Turning Yourself Into A Myth
Updated: Jul 16
Once of the reasons I love working with creative projects is that it ends up giving me inspiration for my own work. This year I ran a project called Write By You, where I put on workshops for young, diverse, female writers in North London. I’m in the process of putting the work they produced into an anthology and it’s wonderful to see the work they came up with.
Now, Write By You is a company and we’re expanding to work with schools. At the moment, I’m running a series of workshops for a target group of girls in a school in the South of England. The idea is to get them thinking about themselves and their identity in their writing. To loosen up their creative muscles and feel more confident with their voice.
Here's Nuwa, the snake goddess.
Today, I ran a workshop on ‘turning yourself into a myth.’ It started out with them writing a list of ‘memory nouns’ – important things from their past that brought back particular memories or feelings. Then we talked about myths. In researching the session, I came across some awesome female figures for them to talk about. With Circe and the ‘girls’ from the Odyssey getting their say, I figured it would be good for them to carry on this tradition.
I told them about Durga, the goddess from Hindu mythology who is stronger than all the male gods. She’s often pictured riding a lion, and has ten arms, each with a different weapon. There’s also Nuwa, the snake goddess from Chinese mythology. She is at the root of their creation myth, nice to see a woman in such a position of importance. We also talked about the banshee. A much-maligned lady who is just doing her job by warning people of an imminent death. It’s not like she causes the death, she’s just helping you to get prepared.

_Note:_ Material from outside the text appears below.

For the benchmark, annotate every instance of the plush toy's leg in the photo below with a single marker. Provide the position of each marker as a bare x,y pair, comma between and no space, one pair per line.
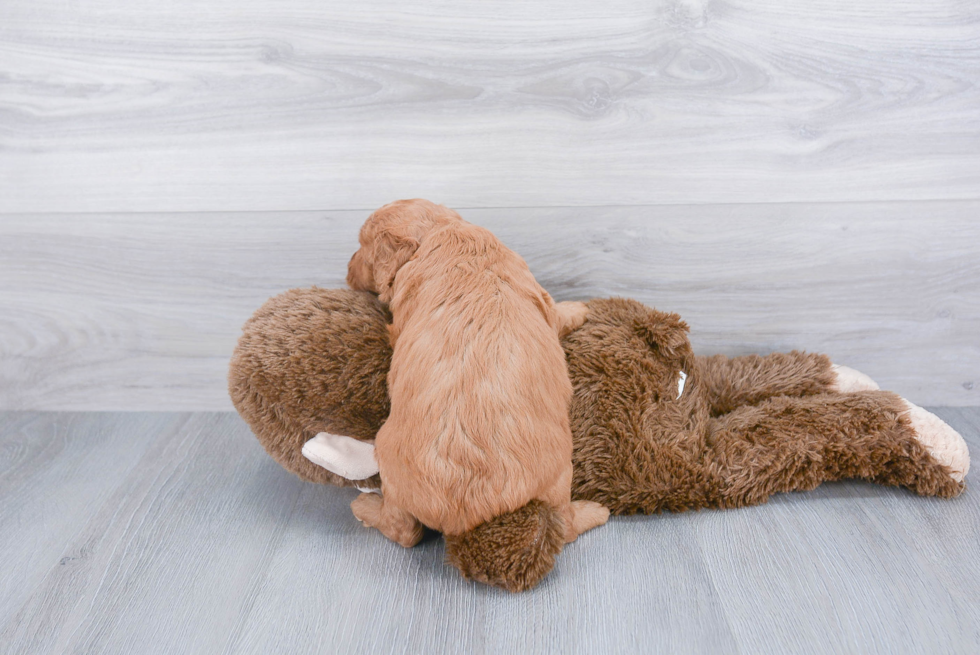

Why do banshees get so much hate? It's not like they kill people.
While they were doing the activities, I did them as well. I always think it’s good to share what I’m writing – no point in expecting other people to share their stuff if you’re not willing to be vulnerable. My ‘memory noun’ was a recorder. We all played them when we were kids because the school gave free lessons. The memory linked with it was that I had thrown it at my sister when we were having a particularly heated row. I missed, and it hit the cupboard behind her. That gouged hole was a constant reminder of our argument and something my sister most definitely used to remind me how mean I was!
I decided to link this with the myth of Durga, and this is what came out:
That was the day I threw the recorder at her. I didn’t know what would happen. That it would change everything. She’d told a lie, of course. That was always the thing that made me the most angry.
‘You broke Mum’s necklace,’ she said, a smirk on her face.
‘No I didn’t.’ I’d seen the pieces of it on her bedroom floor.
‘I’m going to tell her it was you.’
‘That’s not fair!’
My anger took over. It built like a fire. I reached for something, anything, to hurl in her direction.
The recorder was sat on the chest of drawers next to me. There were teeth marks on the mouthpiece. Every time I got nervous about playing in front of other people, I’d chew at its hard edge.
I grabbed it. My had felt hot. There was something else, something different. It felt like energy was rising from the ground. Like I was sucking it up from the centre of the earth.
I threw it at her head. Luckily, she moved. It flew past her head, so close it whipped the hair away from her face with the wind it made as it passed. When it hit, the wardrobe exploded. A deafening crash made the floor shake. Where it had once stood there was nothing but splinters of wood.
My sister was hunched over in the debris, her arms covering her head. She peered at me, her eyes big. Like she didn’t know who I was.
Now Durga is the kind of goddess I can get on board with.
It’s just a snippet, but I quite like the premise and it was good to do something fun with my memories. I hope you enjoyed it, and do feel free to try your own! Everyone deserves to give themselves mythical status.